Baseline for our governing wealth distribution is simple. It started out when the first settlers came over. A guy stakes out a piece of land. He can grow crops on it, raise livestock, hunt, or catch fish. He uses the local forage to build his house. He either uses cotton he grows or skins from his livestock or hunted critters to make cloths. In order to pay for means to feed, house, and train soldiers for the protection of the country, he either gives the tax collector portions of his crops, livestock, or money made off of them. A man and their family are dependant upon their own merits to make either wise or stupid decisions that will affect the likelihood of their survival.
You grow food, you eat it, you have children, and you teach them to do the same. The governments only job is to see that you can do that without interference from other nations or other citizens. That is Baseline. Nothing in there about the government helping out banks, buying up toxic assets, or making laws that protect the consumer.
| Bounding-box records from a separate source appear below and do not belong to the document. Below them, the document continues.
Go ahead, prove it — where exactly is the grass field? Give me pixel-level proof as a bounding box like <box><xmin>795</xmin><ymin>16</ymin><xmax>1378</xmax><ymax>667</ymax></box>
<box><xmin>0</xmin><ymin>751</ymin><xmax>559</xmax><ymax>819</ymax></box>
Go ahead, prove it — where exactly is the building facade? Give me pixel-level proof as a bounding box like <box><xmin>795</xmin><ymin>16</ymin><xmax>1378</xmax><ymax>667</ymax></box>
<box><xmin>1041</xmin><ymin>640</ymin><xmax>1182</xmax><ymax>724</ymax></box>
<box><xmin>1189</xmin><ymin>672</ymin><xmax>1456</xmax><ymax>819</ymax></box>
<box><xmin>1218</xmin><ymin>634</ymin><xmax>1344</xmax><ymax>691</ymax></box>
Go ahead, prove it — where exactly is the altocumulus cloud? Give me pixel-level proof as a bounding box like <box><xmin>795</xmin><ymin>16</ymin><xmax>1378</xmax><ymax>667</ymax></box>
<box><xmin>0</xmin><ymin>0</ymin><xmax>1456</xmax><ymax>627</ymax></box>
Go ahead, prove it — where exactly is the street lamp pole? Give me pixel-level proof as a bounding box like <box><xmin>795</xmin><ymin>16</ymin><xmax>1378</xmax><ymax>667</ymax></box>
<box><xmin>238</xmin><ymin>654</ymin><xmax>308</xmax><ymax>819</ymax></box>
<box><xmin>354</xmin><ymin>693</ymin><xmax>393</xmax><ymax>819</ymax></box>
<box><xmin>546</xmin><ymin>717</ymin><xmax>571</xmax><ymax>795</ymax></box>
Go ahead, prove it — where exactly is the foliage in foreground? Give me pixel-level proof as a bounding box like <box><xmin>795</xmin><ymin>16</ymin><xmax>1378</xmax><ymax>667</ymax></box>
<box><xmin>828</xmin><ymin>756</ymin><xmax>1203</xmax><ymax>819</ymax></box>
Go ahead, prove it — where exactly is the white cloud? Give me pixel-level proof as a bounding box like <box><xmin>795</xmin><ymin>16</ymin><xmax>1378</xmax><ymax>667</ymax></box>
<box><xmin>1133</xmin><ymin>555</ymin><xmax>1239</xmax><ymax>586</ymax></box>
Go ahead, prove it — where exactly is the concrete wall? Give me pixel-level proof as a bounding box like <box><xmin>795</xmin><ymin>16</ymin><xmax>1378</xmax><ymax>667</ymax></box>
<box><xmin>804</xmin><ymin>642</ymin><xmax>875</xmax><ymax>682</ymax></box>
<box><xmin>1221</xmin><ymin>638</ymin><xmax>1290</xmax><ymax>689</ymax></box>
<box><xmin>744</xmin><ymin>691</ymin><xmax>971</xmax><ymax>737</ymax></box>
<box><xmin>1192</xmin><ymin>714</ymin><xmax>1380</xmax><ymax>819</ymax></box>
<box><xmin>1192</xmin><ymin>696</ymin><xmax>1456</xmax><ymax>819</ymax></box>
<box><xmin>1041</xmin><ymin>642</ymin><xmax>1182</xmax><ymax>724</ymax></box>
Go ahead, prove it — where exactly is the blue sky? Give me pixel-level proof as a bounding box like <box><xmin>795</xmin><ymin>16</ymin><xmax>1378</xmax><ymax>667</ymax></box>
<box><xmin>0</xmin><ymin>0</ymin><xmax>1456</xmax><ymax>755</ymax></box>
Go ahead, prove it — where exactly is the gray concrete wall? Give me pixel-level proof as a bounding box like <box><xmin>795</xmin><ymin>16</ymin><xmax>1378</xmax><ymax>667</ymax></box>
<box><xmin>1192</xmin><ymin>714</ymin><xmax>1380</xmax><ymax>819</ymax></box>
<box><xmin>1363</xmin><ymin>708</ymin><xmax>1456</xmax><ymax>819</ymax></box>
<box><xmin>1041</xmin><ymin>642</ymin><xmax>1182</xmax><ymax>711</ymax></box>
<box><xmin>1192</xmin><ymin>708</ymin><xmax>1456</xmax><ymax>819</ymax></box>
The only time we have trouble in this country is when the government gets away from that “baseline”.
I don’t show a button on the main article, so I am posting here, as it seems the most pertinent to my point:
I know this is way too simplistic, but:
The simple recourse would seem to be to buy out the securitized mortgage by way of a re-finance, thus wiping out the previous one and replacing it with an altogether new one.
This originates with the mortgagee, and can be structured in any way acceptable to both sides of the agreement. If the government needs to step in and help on these (subsidize), it is a hell of a lot simpler than all the other options out there.
This clears the books of the toxic debt, replacing it with a clean one.
If the government has to subsidize this, I can’t see how it would be any more costly than all the plans out there. And the sooner they did this, the better it would have been.
All the complicated crap being talked about – finding who owns what, securitizers, modifying loans and risking lawsuits, blah, blah, blah, fades immediately away if a re-fi happens.
Isn’t all this turning it all into a Rube Goldberg thing, when a simple re-fi would solve everything? Get the damned bad debt off the books.
In this entire mess – and it is a stinking, foul smelling mess – everyone’s attention is on the banks, and it seems the simple solution is on the mortgagee end.
If James Kenneth Galbraith is right, that in the Great Depression the banks never did get really going again, but the economy was working halfway decent anyway. Why are we focusing all our efforts on the banks?
Let’s get to work solving Joe Main Street’s problem first. Let the gamblers lose their money. They knew what they were risking. Supposedly it was money they COULD risk. Why does Joe Main Street have to wait for all this stuff – which may take 5-20-20 years to work itself through – to get worked out? He is going to be on the street any moment now. If the gamblers lose everything, that is the risk they took. Joe Main Street wasn’t even aware that working a 7-to-3:30 job was a risk. It sure wasn’t supposed to be.
Yes, those complicated securitized mortgages are going to hurt someone. WHY NOT THE PEOPLE WHO TOOK THE RISK? Right now it is all going to come down on innocent bystanders – people who bought mortgages based on the recommendations by the sellers, and by the taxpayers. WHY IS THAT? That is not right, folks.
I did not MEAN to post that whole quote, dammit! I only highlighted three sentences… SORRY!
“Dilligence” is increasingly vaporous and rare. In the early days, I came across a memorandum and prospectus for a Home Mortgage CDOs. In the tables of best-worse cast performance, the returns used a 5 year Present Value at the average interest payments for the many underlying, individual loan payments. However unsophisticated, the adoption of mark to market accounting makes this entire asset class really blow. A good argument can be made for Mark To Market, but is can certainly sober up the market for CDOs.